Une concurrence que Lens a surmontée

Le profil n’a pas manqué de sollicitations. L’AC Milan l’avait inscrit dans sa short list avant de partir sur Oliver Glasner ; l’OGC Nice et le Feyenoord ont tenté une approche ces derniers jours, sans succès ; des clubs saoudiens prêts à ouvrir le chéquier ont également essayé de le convaincre. Crystal Palace, où Pierre Sage a finalement signé après le titre en Ligue Europa Conférence, s’était aussi penchée sur le dossier allemand. Lens, qui ne s’était pas encore positionné publiquement, a raflé la mise — selon L’Équipe, l’Allemand a accepté de gagner moins qu’à Francfort pour s’engager dans le Pas-de-Calais. Foot Mercato parle d’un joueur « qui a tranché : il a privilégié la passion du stade Bollaert, la ferveur du public sang et or et l’excitation d’un projet sportif sublimé par une participation à la prochaine Ligue des Champions ».

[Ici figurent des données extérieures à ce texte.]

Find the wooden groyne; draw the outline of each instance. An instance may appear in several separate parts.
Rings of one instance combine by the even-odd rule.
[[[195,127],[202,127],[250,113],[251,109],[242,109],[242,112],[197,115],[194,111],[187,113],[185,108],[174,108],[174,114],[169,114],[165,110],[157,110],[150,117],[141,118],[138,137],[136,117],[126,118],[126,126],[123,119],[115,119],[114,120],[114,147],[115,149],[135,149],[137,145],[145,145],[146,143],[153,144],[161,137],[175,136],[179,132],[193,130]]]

Lundi, la signature et le premier acte officiel

Le calendrier est désormais connu. Selon France 3 Régions et RMC Sport, Toppmöller est attendu dimanche à Lens. Le contrat de deux ans devrait être paraphé lundi 15 juin 2026, avec une présentation officielle envisagée dans la foulée. Pour la direction artésienne, critiquée ces derniers jours pour son manque de réactivité sur le marché des joueurs à destination de la Ligue des champions, l’arrivée d’un entraîneur au CV européen referme la première séquence du chantier estival. Reste ensuite l’autre dossier, et pas le moins épineux : transformer l’effectif pour digérer simultanément le calendrier européen, la défense de la Coupe de France et une saison de Ligue 1 où l’opacité du projet Sporting n’a plus cours. Le premier chantier de Toppmöller, ce n’est pas le vestiaire : c’est la feuille de matches.